The researchers say this suggests that there is a bound on how much stimulus can be generated through direct transfers to households, and that in the face of large crises, decision-makers may want to consider a broad range of policies targeting aggregate demand, with direct transfers being only a part of the fiscal policy response.

Less than four months after the CARES Act provided one-time payments of $1,200 to each qualifying adult and another $500 for each qualifying child, with payments phased out at higher incomes, the Nielsen Homescan surveyed some 46,000 people. The researchers added questions about the use of stimulus funds to the quarterly survey’s usual battery of questions, which ask about spending, investment, labor status, and expectations about the economy. The survey was completed by about 12,000 recipients, a larger response pool than either the Survey of Consumer Expectations — about 1,500 respondents per wave — or the Michigan Surveys of Consumers Attitudes, with roughly 500 respondents per wave.

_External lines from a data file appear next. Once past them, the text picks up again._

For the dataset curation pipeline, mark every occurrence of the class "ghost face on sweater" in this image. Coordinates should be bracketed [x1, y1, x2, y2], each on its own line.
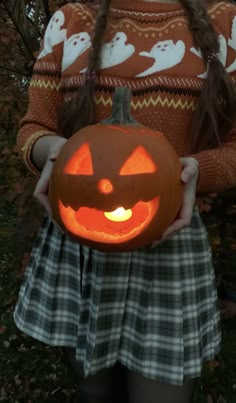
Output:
[37, 9, 236, 78]
[62, 32, 92, 72]
[136, 40, 186, 77]
[38, 10, 67, 59]
[100, 32, 135, 70]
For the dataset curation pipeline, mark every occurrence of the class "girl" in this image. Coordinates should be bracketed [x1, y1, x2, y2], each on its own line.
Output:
[14, 0, 236, 402]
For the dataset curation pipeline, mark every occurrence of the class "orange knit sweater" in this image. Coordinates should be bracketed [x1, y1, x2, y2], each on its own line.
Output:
[17, 0, 236, 194]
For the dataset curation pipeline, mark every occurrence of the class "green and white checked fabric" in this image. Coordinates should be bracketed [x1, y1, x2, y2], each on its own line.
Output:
[14, 208, 221, 385]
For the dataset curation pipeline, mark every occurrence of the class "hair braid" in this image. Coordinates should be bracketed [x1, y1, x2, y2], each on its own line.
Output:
[59, 0, 236, 150]
[179, 0, 236, 151]
[58, 0, 112, 138]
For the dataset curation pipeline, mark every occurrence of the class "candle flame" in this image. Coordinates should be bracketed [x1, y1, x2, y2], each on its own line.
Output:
[104, 207, 132, 222]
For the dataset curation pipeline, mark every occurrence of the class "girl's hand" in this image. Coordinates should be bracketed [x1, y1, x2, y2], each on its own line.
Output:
[151, 157, 199, 247]
[33, 137, 67, 215]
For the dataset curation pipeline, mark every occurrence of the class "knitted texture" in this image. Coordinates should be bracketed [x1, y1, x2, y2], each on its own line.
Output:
[17, 0, 236, 193]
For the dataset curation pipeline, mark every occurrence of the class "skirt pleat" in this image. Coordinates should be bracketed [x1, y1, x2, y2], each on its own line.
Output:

The researchers discovered a number of interesting patterns. Larger households leaned toward spending most of the money. Seniors tended to pay down debt while younger and more educated households were more likely to save the payments. Those who were out of the labor force or who lived with parents were more likely to spend. African Americans were more likely to use most of their stimulus money to pay down debts, and Hispanics were more likely to spend.

One of the most striking findings involved individuals in liquidity-constrained households, defined as those who reported that they could not cover an unexpected bill equal to their monthly income. While many economic models assume that this group has a high marginal propensity to spend out of unexpected income, the researchers found they were no more likely to spend than individuals who were not constrained. Instead, they were very likely to pay down debt.

The data suggest the stimulus payments had little impact on job-seeking: among unemployed individuals who received the payment, two-thirds said it had no effect on their job-search decisions, and more than 20 percent reported that the stimulus actually caused them to look harder for a job.